The resounding victory puts the Stars in a good stead to complete a hat-trick of appearances at the Mundial after 2006 (in Germany) and 2010 (in South Africa). But for many Egyptians, the result serves the biggest pill ever forced down their throats in as many decades.
Heavy faces depicted the moods of the Egyptians famed for their undying love for their national teams, after the match, as the drop of a pin could be heard in suburbs such as New Cairo, Katameya, Arabella and Maadi, located in the over 20-million populated capital, Cairo toured by the GNA Sports.
The whole of Egypt was in a festive mood due to the Eid Adha celebrations, but their joy was cut short following the humiliation handed the Pharaohs.
Though a public holiday, most families opted to remain indoors but the nature of the scoreline further saw most persons cut short their night outs to the shopping malls and sports clubs.

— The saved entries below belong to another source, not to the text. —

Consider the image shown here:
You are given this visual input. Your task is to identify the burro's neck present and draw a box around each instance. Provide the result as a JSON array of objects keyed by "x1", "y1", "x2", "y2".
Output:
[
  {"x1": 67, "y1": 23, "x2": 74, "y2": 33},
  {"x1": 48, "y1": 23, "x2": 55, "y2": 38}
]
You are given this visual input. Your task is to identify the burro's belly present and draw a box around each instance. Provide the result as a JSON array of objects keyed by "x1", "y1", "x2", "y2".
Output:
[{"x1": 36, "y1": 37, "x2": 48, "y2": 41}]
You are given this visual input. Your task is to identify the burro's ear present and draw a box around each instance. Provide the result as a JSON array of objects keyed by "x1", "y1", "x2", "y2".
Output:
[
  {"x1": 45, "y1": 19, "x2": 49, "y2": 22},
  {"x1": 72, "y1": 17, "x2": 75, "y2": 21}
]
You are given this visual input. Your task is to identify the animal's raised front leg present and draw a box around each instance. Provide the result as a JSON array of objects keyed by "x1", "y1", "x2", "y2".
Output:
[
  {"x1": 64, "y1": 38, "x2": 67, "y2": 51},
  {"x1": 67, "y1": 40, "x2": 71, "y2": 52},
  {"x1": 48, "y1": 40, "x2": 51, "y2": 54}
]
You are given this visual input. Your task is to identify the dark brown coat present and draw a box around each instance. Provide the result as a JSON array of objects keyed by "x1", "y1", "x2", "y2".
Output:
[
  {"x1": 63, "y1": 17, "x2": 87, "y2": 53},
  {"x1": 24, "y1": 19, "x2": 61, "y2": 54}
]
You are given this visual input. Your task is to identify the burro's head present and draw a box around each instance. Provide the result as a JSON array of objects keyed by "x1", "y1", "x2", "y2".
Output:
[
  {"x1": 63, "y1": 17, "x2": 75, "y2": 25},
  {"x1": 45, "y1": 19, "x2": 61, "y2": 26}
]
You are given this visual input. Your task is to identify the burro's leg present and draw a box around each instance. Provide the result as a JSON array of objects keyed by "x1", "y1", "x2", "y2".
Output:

The usual honking of cars and waving of Egyptian flags after games were missing as the busy roads such as the Ring Road, 6th October City express way went dead, with a countable number of cars enjoying the five-lane stretch.
The Coffee shops were equally affected as they were deserted on Tuesday night with a majority of them going close after the game. Mohamed Sadek, a student of 6th October University describes the result to GNA Sports as the worst in his 25-years of existence and supporting the national team.
“I could not believe my eyes. I knew it was going to be difficult but 6-1, I never imagined. The World Cup dream is over,” he said.
Amar Fawaz, a dyed-in-the-wool Ahly fan has tagged the day a ‘black Tuesday’ for Egyptian football saying “we were totally outplayed. We were out of sort. I will be at the stadium in the return leg but I don’t think the result on that day will make any difference.”
However in suburbs such as Beecho Complex and Maadi, pockets of black Africans partied quietly especially the Ghanaian Muslim community.
A section of Ghanaian Muslims organized a get together to mark the Eid Adha and despite not watching the game, the sound of the music went louder when news filtered in that Ghana had beaten Egypt 6-1.
“I will party throughout the night and during the week. However, I have to pretend not to have an idea of the result of the game when I go to work on Sunday, because they (Egyptians) won’t be happy if you tease them,” observed Fati Awudu, a domestic worker.
With the team, needing to score at least five unanswered goals past the Black Stars in the return encounter on November 19 in Cairo, most of the fans have thrown in the towel and are looking forward to the 2018 FIFA World Cup in Russia.
Meanwhile, there are calls for head coach Bob Bradley to step down ahead of the return encounter.
The American has decided to see out his contract which runs out after the World Cup despite the crushing defeat in Kumasi.
The Egyptian Football Association (EFA) will make a decision on his future upon the team’s return to Cairo on Wednesday.